Prof. Yuval Noah Harari, author of Sapiens: A Brief History of Humankind. Photo: courtesy

And while brain science has advanced, mind science remains a mystery.

Current scientific theory holds that the mind emerges from the brain, yet nobody knows “how billions of neurons firing in a particular pattern in the brain get translated into pain or fear or love” in the mind, said Harari.

“We have no idea how subjective experiences help the brain’s calculations. What is the mathematical contribution of feelings?” he asked. “Some scientists say it’s meaningless to talk about the mind and enough to talk about the brain. But … brain science can’t ignore mind science.”

Without simultaneously examining both we cannot understand, for example, the connection between the sensation of pain and the mental reaction of suffering. Someone can be in immense physical pain without suffering, or can suffer immensely from a minor pain.

New tools must be invented to explore the mind’s unknown horizon, Harari stated.

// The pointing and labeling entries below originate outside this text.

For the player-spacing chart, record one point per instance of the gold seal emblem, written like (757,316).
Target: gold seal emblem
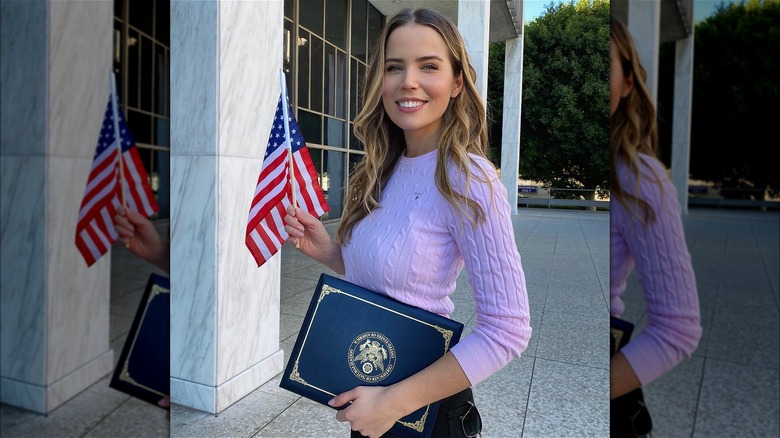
(371,357)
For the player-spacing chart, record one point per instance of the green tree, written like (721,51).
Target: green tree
(735,98)
(565,116)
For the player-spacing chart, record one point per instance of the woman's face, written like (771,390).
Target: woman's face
(419,80)
(619,85)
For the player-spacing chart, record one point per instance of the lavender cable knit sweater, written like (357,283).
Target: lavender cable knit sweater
(660,255)
(414,246)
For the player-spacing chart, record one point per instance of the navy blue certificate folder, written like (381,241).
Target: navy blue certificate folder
(143,370)
(355,337)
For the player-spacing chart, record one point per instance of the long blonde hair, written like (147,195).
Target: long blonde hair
(464,128)
(633,128)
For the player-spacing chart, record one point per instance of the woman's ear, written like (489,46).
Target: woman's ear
(457,86)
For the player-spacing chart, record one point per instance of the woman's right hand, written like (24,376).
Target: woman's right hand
(309,235)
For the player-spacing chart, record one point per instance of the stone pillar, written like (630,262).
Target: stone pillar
(54,312)
(225,62)
(644,23)
(510,131)
(681,128)
(474,26)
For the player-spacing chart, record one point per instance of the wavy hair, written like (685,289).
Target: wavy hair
(633,128)
(464,129)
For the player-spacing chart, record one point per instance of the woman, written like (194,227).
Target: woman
(423,203)
(646,232)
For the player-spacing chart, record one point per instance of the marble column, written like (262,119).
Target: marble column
(474,26)
(510,128)
(681,125)
(54,312)
(225,62)
(644,23)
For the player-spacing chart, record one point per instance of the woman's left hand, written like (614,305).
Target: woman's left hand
(373,410)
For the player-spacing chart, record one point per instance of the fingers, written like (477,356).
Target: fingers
(342,399)
(294,227)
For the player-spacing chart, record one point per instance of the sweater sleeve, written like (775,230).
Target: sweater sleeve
(666,276)
(497,281)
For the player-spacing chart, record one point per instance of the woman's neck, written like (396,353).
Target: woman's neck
(416,145)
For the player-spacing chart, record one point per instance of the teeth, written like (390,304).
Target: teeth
(410,104)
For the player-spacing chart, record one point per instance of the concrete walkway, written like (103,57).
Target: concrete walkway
(101,411)
(729,387)
(558,388)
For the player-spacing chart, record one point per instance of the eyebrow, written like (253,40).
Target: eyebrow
(420,59)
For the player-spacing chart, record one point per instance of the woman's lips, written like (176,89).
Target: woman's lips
(410,106)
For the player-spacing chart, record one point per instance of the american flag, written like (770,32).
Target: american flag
(95,231)
(265,232)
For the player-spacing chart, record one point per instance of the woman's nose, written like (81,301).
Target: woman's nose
(410,80)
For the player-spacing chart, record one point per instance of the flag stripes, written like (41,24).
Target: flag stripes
(265,233)
(95,230)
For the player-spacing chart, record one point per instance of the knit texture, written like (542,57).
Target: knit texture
(415,245)
(660,255)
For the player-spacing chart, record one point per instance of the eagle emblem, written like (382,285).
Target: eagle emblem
(371,357)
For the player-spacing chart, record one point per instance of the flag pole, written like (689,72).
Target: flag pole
(118,137)
(286,116)
(285,105)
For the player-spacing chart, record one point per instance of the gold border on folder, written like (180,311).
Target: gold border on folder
(326,290)
(125,374)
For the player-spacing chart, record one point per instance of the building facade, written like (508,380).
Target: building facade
(198,83)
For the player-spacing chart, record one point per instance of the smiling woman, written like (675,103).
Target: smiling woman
(423,204)
(418,84)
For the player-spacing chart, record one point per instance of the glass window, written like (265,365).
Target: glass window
(333,183)
(141,16)
(142,65)
(133,69)
(316,90)
(354,159)
(341,84)
(330,80)
(311,127)
(161,80)
(336,23)
(310,14)
(140,125)
(334,132)
(375,23)
(354,143)
(162,22)
(147,67)
(359,29)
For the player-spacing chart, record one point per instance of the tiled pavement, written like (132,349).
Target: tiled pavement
(729,388)
(559,387)
(101,411)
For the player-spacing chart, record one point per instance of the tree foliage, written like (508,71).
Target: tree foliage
(735,98)
(565,113)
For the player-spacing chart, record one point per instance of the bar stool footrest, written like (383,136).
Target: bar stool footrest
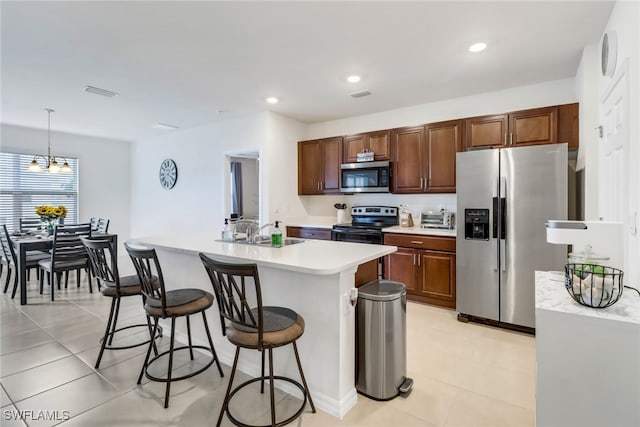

“You can’t observe the mind with the technology of today. You can only observe your own mind but not in a systematic or objective way,” he explained.

When people practice the ancient art of meditation with the aim of paying closer attention to the workings of the mind, they quickly discover “how stormy the mind is, how difficult it is to focus attention and control the thoughts that come into the mind,” said Harari, whose next book is entitled 21 Lessons for the 21st Century.

Other topics addressed by international lecturers at the conference included ancient genes and human evolution, brain organization from cells to networks, the coexistence of humans with machine intelligence, computational properties of human neurons and human mental ability, brain bases for language and logic, biological and virtual brains, the human brain and perceptual awareness, and super intelligence.